Keep in mind following when designing for mobile ERP strategy.
"You're not going to do heavy data mining on a tablet, or smartphone. When you start talking about mobile strategy, you need to set an expectation of limited amounts of functionality." These include limited set of data for your most important processes etc.
Employees may have inflated expectations of mobile ERP performance based on their largely speedy and problem-free experiences with consumer mobile apps. Your interaction with an ERP system on a mobile device may have special considerations. For example, you may need to go through a VPN, which will slow down device performance drastically.
While smartphones are smaller and easier to carry than a tablet, they have smaller screens. Screen size is a key consideration in use cases. This is why using a laptop or PC seems to be the more efficient solution. A phone will be fine for checking data and numbers, but if you are doing a sales pitch or presentation for a potential client, it will not be optimal.You'd have to shove a phone into a client's face for them to be able to view a presentation. It is a lot easier to respect someone's personal space with a 10-inch tablet than it is with a smartphone.
Native vs. Web apps:
Because native applications are directly downloaded on mobile devices and offer direct interaction between back-end systems and the device, they can handle more heavy lifting. While that is an advantage, a potential disadvantage is that native apps typically require more coding and software development work.
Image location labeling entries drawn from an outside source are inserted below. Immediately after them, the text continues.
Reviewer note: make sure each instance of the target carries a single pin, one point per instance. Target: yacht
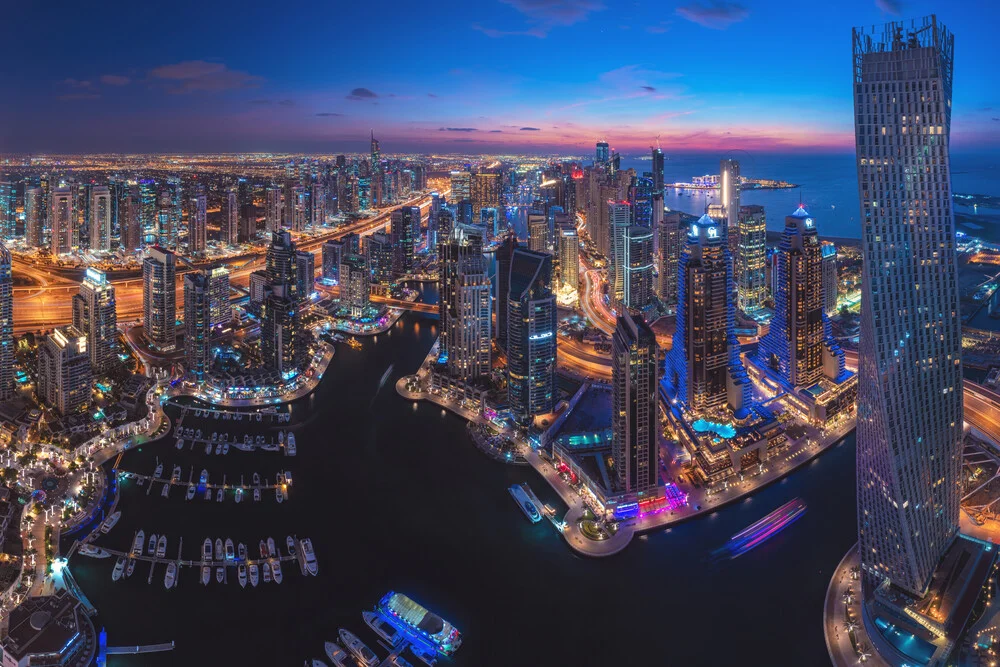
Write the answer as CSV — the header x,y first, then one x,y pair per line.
x,y
364,655
312,567
171,576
You may have clients in mountains where there is nonexistent Internet connectivity. Noting that one approach to dealing with less than ubiquitous Internet access is to allow users to continue to save information locally to a mobile device and app even if connectivity is lost and then automatically submit the information to back-end systems when connectivity is restored.
Who needs to be mobile and how much:
In many companies, salespeople need to be highly mobile, so being able to support them with mobile ERP is important. They will likely face greater challenges with connectivity, data security and other aspects of mobility than some of their coworkers. Workers on a production line may only use a stationery tablet, which will present different mobile ERP issues.
Android and Apple's iOS are the two dominant mobile operating systems. If your company is going to sponsor mobile devices, deciding which OS to support will be a big conversation. So many people have "strong personal connections" to their devices and thus to a particular OS some companies decide to allow users to provide their own devices and must support multiple OS’s.
Noting that companies are basically setting employees up to have access to whatever data they have access to in the office on their mobile devices. This could create both audit and security issues if data is stored directly on devices.
If a mobile ERP user interface is good, salespeople can streamline their interactions with clients while also looking impressive but results can be disastrous with a bad user interface.